This looks like another power law; there are dramatic increases in the number of people injured as magnitude increases.

Build a model

We can start by loading the tidymodels metapackage, splitting our data into training and testing sets, and creating cross-validation resamples. Think about this stage as spending your data budget. Let’s also remove tornadoes without a mag measurement (we could also remove the estimated magnitudes here, if we wanted).

library(tidymodels)

set.seed(123)
tornado_split <- tornadoes |> 
  filter(!is.na(mag)) |> 
  initial_split(strata = mag)

tornado_train <- training(tornado_split)
tornado_test <- testing(tornado_split)

set.seed(234)
tornado_folds <- vfold_cv(tornado_train, strata = mag)
tornado_folds
#  10-fold cross-validation using stratification 
# A tibble: 10 × 2
   splits               id    
   <list>               <chr> 
 1 <split [45856/5096]> Fold01
 2 <split [45856/5096]> Fold02
 3 <split [45856/5096]> Fold03
 4 <split [45856/5096]> Fold04
 5 <split [45856/5096]> Fold05
 6 <split [45857/5095]> Fold06
 7 <split [45857/5095]> Fold07
 8 <split [45858/5094]> Fold08
 9 <split [45858/5094]> Fold09
10 <split [45858/5094]> Fold10

Next, let’s create our feature engineering recipe, handling the high cardinality st variable using a likelihood or effect encoding. The way that this works is that we train a little mini model with only st and our outcome mag, and replace the original categorical variable with a single numeric column that measures its effect; the coefficients from the mini model are used to compute this new numeric column. Let’s also use date to create indicator or dummy variables for month, and a numeric predictor for year.

library(embed)

tornado_rec <- 
  recipe(mag ~ date + st + inj + fat + len + wid, data = tornado_train) |> 
  step_lencode_glm(st, outcome = vars(mag)) |> 
  step_date(date, features = c("month", "year"), keep_original_cols = FALSE) |> 
  step_dummy(all_nominal_predictors())

tornado_rec

How does this feature engineering recipe transform our training data?
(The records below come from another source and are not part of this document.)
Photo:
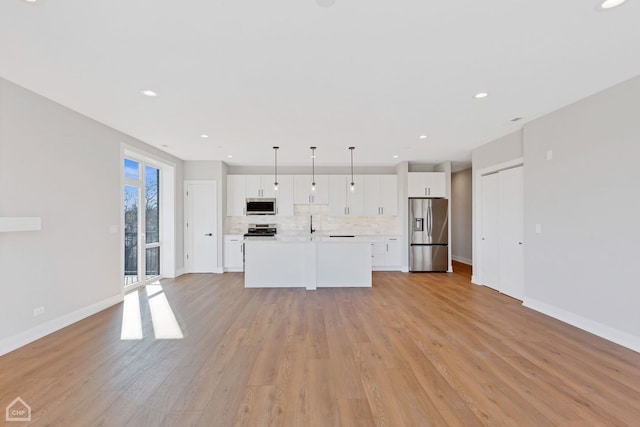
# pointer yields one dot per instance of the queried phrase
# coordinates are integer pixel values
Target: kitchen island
(308, 262)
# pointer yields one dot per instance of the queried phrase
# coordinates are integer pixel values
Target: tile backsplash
(322, 222)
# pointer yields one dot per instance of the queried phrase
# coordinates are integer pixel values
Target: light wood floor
(415, 350)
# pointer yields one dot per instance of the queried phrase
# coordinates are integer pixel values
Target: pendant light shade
(275, 169)
(353, 184)
(313, 168)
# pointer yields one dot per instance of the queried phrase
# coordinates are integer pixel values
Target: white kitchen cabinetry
(284, 196)
(381, 196)
(427, 184)
(233, 252)
(259, 186)
(236, 195)
(343, 201)
(302, 194)
(241, 187)
(385, 253)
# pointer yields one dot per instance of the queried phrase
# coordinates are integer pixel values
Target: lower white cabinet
(385, 253)
(233, 252)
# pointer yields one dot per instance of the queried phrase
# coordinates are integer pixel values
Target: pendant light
(353, 184)
(275, 171)
(313, 168)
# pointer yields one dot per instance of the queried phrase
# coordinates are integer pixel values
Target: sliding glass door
(141, 222)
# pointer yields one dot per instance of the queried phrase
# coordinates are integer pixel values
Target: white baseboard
(23, 338)
(462, 260)
(386, 268)
(607, 332)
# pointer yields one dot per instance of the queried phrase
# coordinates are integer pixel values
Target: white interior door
(511, 202)
(490, 232)
(200, 229)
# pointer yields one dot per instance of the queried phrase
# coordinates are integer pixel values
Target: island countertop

prep(tornado_rec) |> bake(new_data = NULL) |> glimpse()
Rows: 50,952
Columns: 18
$ st             <dbl> 1.1086691, 1.0325918, 0.9395901, 0.6959252, 0.6959252, …
$ inj            <dbl> 0, 3, 1, 0, 32, 0, 8, 2, 0, 0, 0, 0, 0, 0, 0, 0, 0, 0, …
$ fat            <dbl> 0, 0, 0, 0, 0, 0, 0, 0, 0, 0, 0, 0, 0, 0, 0, 0, 0, 0, 0…
$ len            <dbl> 0.1, 2.0, 0.1, 2.3, 7.7, 2.0, 0.2, 2.0, 18.1, 0.2, 0.1,…
$ wid            <dbl> 10, 37, 10, 233, 100, 10, 10, 33, 27, 10, 10, 100, 37, …
$ mag            <dbl> 1, 1, 1, 1, 1, 1, 1, 1, 0, 1, 1, 1, 1, 1, 1, 1, 1, 1, 1…
$ date_year      <int> 1950, 1950, 1950, 1950, 1950, 1950, 1950, 1950, 1950, 1…
$ date_month_Feb <dbl> 0, 0, 0, 1, 1, 1, 1, 0, 0, 0, 0, 0, 0, 0, 0, 0, 0, 0, 0…
$ date_month_Mar <dbl> 0, 0, 0, 0, 0, 0, 0, 1, 1, 1, 1, 0, 0, 0, 0, 0, 0, 0, 0…
$ date_month_Apr <dbl> 0, 0, 0, 0, 0, 0, 0, 0, 0, 0, 0, 1, 1, 1, 1, 0, 0, 0, 0…
$ date_month_May <dbl> 0, 0, 0, 0, 0, 0, 0, 0, 0, 0, 0, 0, 0, 0, 0, 1, 1, 1, 1…
$ date_month_Jun <dbl> 0, 0, 0, 0, 0, 0, 0, 0, 0, 0, 0, 0, 0, 0, 0, 0, 0, 0, 0…
$ date_month_Jul <dbl> 0, 0, 0, 0, 0, 0, 0, 0, 0, 0, 0, 0, 0, 0, 0, 0, 0, 0, 0…
$ date_month_Aug <dbl> 0, 0, 0, 0, 0, 0, 0, 0, 0, 0, 0, 0, 0, 0, 0, 0, 0, 0, 0…
$ date_month_Sep <dbl> 0, 0, 0, 0, 0, 0, 0, 0, 0, 0, 0, 0, 0, 0, 0, 0, 0, 0, 0…
$ date_month_Oct <dbl> 0, 0, 0, 0, 0, 0, 0, 0, 0, 0, 0, 0, 0, 0, 0, 0, 0, 0, 0…
$ date_month_Nov <dbl> 1, 1, 0, 0, 0, 0, 0, 0, 0, 0, 0, 0, 0, 0, 0, 0, 0, 0, 0…
$ date_month_Dec <dbl> 0, 0, 0, 0, 0, 0, 0, 0, 0, 0, 0, 0, 0, 0, 0, 0, 0, 0, 0…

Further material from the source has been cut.